Era noche avanzada y
lluviosa, cuando decidí hacer un paréntesis en mi trabajo de creación
literaria.
Estaba dispuesto para salir
a la calle, a la vida. No he tenido que ir muy lejos y tampoco lo he querido.
Tan sólo he cruzado la acera para adentrarme en el local, que comparto en
sociedad. Estaba lleno, felizmente lleno.
Todas las mesas ocupadas
por gente que devoraba la oferta gastronómica, como si el mundo se fuese a
acabar y, la barra del establecimiento, compartida de la mejor manera, disfrutando
de un buen vino o una cerveza, con tapa, y la charla amigable.
Al entrar, parece que algo
resuena en mi bolsillo, anunciándome buena recaudación. Luego, pasando entre la
gente, para saludar a la cocinera, ofreciéndole mis palabras de apoyo y el beso
acostumbrado, me fijo en dos chicas maduras, de unos cuarenta, más o menos, que
están solas y de pié, en torno a un tonel que les sirve para dejar sus copas,
junto al plato de degustación, las prendas de vestir que les estorban y los
bolsos con los que toda mujer parece estar casada.
- Buenas noches, preciosas, -les digo,
sin conocerlas.
- Hola, -contestan apoyándose en la
última sílaba.
- ¿Os cuelgo esto en las perchas para
que no os molesten? –pregunto, haciéndome el gentil.
- No, así estamos bien, -responden con
una sonrisa sospechosa, la rubia.
Me retiro, entro en la
cocina, cumplo con el protocolo seductor de la trabajadora y, ella, Sandra, me
lo agradece. Sabe que lo hago de buena fe. Al besarla, noto que está muy
caliente. Le tomo la temperatura, palpando su frente y sí, está caliente pero
no tiene fiebre; es el fragor de los fogones lo que le hace tener ese mador y parecer calenturienta.
Al salir de allí y pasar
nuevamente cerca de las chicas solitarias, le digo a la rubia –la otra es
castaña-:
- Hola de nuevo, bombón. ¡Qué ojazos azules más bonitos que tienes! ¿Me puedo tomar una copa de vino con vosotras?, -pregunto con la mejor de mis sonrisas en los labios.
La otra; la morena, al
sentirse algo desplaza, responde:
- No, gracias. Ya no queremos más vino. Estamos hablando de nuestras cosas.
Comprendida la respuesta,
me alejo hacia la puerta, en el momento que entran por ella dos amigas
estupendas, que no llegan a los treinta añitos. El saludo es, como de
costumbre, muy llamativo.
- ¡Ay, mi cielo! Déjame que te bese y te abrace. ¡Qué te como!, -exclaman las dos, alargándola o con los brazos abiertos, procediendo a la manera del más puro cachondeo.

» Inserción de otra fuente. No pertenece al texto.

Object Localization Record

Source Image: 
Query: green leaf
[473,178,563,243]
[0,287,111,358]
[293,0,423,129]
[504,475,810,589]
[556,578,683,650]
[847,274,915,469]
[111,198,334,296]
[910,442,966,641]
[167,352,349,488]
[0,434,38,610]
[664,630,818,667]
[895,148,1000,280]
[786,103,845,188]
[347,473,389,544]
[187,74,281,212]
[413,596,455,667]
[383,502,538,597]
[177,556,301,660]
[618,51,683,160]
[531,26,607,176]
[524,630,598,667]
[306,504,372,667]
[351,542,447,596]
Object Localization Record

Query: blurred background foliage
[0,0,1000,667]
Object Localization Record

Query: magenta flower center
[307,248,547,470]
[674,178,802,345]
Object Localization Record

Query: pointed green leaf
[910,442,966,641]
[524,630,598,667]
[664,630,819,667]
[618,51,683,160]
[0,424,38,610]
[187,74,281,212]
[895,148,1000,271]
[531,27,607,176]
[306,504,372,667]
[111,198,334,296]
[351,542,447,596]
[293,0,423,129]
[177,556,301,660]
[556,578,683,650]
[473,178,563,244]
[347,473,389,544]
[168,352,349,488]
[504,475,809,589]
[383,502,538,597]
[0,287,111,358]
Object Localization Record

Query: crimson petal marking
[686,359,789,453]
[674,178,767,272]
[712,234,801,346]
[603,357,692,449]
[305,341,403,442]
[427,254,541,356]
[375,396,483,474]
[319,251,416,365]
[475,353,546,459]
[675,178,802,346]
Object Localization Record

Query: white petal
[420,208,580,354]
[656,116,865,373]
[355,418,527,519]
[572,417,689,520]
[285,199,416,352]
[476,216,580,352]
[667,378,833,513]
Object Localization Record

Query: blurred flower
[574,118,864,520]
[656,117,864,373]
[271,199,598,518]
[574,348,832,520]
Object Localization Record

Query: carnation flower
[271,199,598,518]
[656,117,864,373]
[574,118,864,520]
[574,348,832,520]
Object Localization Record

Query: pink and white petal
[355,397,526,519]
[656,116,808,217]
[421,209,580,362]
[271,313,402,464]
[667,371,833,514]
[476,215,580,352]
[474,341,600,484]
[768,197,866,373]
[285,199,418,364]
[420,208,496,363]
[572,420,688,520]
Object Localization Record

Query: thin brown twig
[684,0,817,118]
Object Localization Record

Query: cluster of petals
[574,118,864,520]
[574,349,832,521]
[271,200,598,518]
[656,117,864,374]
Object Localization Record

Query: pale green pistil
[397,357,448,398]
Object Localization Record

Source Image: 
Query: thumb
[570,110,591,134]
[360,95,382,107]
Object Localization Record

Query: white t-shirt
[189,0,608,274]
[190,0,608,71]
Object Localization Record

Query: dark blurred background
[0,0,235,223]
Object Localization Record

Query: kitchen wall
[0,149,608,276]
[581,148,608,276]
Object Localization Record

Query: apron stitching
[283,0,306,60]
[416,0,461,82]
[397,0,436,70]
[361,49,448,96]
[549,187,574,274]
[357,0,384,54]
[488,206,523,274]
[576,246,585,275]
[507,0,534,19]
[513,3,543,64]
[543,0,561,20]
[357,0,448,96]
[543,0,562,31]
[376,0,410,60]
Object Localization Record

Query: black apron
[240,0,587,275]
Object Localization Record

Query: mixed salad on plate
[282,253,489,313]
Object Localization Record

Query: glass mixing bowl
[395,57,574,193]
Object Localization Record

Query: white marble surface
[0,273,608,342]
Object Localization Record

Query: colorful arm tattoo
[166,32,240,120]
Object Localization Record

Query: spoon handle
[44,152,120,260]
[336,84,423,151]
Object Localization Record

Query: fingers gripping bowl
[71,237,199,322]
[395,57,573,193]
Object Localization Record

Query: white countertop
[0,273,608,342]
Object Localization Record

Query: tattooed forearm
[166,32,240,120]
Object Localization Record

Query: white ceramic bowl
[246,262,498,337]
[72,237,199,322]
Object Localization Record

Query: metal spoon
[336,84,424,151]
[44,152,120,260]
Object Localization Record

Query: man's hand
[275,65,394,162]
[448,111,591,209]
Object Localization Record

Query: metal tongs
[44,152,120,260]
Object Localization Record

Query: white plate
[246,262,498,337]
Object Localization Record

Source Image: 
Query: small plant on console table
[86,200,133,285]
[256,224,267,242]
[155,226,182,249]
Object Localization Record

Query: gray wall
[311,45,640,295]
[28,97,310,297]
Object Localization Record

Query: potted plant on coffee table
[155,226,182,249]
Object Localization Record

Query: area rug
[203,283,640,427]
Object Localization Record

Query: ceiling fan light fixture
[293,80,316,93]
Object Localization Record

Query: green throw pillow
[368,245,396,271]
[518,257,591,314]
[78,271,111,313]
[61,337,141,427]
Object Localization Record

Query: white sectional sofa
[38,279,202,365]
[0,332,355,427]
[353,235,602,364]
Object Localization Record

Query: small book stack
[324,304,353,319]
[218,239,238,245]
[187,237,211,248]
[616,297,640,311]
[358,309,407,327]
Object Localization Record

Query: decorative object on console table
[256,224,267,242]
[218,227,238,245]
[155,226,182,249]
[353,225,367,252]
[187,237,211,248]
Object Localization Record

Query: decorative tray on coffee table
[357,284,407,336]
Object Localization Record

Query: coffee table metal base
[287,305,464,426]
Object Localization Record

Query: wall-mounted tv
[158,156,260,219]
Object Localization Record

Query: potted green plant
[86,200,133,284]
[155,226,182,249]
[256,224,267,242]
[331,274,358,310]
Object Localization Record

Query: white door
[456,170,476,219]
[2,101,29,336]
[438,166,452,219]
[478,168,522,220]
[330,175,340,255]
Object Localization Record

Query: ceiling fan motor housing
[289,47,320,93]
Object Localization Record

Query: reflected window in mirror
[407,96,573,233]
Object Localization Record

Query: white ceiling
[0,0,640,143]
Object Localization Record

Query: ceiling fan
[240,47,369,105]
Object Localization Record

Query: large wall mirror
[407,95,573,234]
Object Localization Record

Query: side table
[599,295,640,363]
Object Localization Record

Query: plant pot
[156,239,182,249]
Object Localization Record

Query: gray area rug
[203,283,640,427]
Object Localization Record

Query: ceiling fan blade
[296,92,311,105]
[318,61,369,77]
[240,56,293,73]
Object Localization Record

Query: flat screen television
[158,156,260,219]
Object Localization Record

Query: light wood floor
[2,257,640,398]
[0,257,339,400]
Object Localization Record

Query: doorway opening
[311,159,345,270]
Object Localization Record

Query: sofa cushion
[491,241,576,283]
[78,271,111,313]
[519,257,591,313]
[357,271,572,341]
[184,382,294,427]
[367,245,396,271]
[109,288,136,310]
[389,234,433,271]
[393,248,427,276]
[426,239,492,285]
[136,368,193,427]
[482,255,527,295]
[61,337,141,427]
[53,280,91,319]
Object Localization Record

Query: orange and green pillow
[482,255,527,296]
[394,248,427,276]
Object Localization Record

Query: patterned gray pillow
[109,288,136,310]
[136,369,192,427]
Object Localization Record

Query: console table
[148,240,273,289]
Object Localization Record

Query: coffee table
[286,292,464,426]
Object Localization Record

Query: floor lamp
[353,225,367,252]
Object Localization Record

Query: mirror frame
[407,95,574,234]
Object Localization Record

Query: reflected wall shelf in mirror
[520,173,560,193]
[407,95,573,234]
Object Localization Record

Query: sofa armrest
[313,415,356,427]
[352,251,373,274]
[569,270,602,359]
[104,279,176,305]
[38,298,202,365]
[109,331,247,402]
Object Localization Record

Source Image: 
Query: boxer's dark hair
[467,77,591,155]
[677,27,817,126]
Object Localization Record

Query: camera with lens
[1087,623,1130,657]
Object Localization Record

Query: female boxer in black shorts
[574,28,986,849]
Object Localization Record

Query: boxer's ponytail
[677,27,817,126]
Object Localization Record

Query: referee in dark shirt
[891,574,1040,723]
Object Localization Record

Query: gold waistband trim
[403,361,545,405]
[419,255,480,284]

Advertidas por lo que me había
pasado y observando que la rubia no me quitaba los ojos de encima, sorteando
obstáculos por la distancia mediante, prosiguen con la escenificación histriónica
para reírnos un rato de la morena, encelando a la rubia.
Acompaño a mis amigas a un
lugar cercano al tonel de las soledades y allí, al segundo vino, vuelvo a
insistir en la oportunidad de compartir ese rato con nosotros.
Entonces, es cuando la
rubia de ojos azules me hace la observación de que les encantaría porque ha
visto que soy simpático, pero su amiga le ha sugerido que podría ser su padre.
- ¿Cuántos años tienes?, -me preguntó, la chica bombón.
En ese momento, sentí que
todo mi imperio de juventud se venía abajo. Empecé a sentir la sensación y la
desazón de que el tiempo se me estaba escapando y no me había enterado y, que
todo lo que tenía en proyecto para publicar, no podría realizarlo, porque la
vida no me iba a dar suficiente tregua para ello.
Fue el final de mi noche y,
también de mis días, volviendo al claustro de mi biblioteca enfrentándome a mis
escritos, poniéndome a parir, consciente
de que todo se acaba, abatido por la ‘prima de riesgo’, que se interpone, hasta
en el arte de la seducción.
Juan Martín-Mora Haba
Octubre de 2012
Guau! Me has llevado de la mano por todo el relato, me has mostrado un lugar, sentimientos, coqueteos y la realidad que muchos de nosotros sufrimos al afanarnos con las obligaciones, deberes y nuestros sueños: El tiempo no se detiene... continua, llevándonos con él.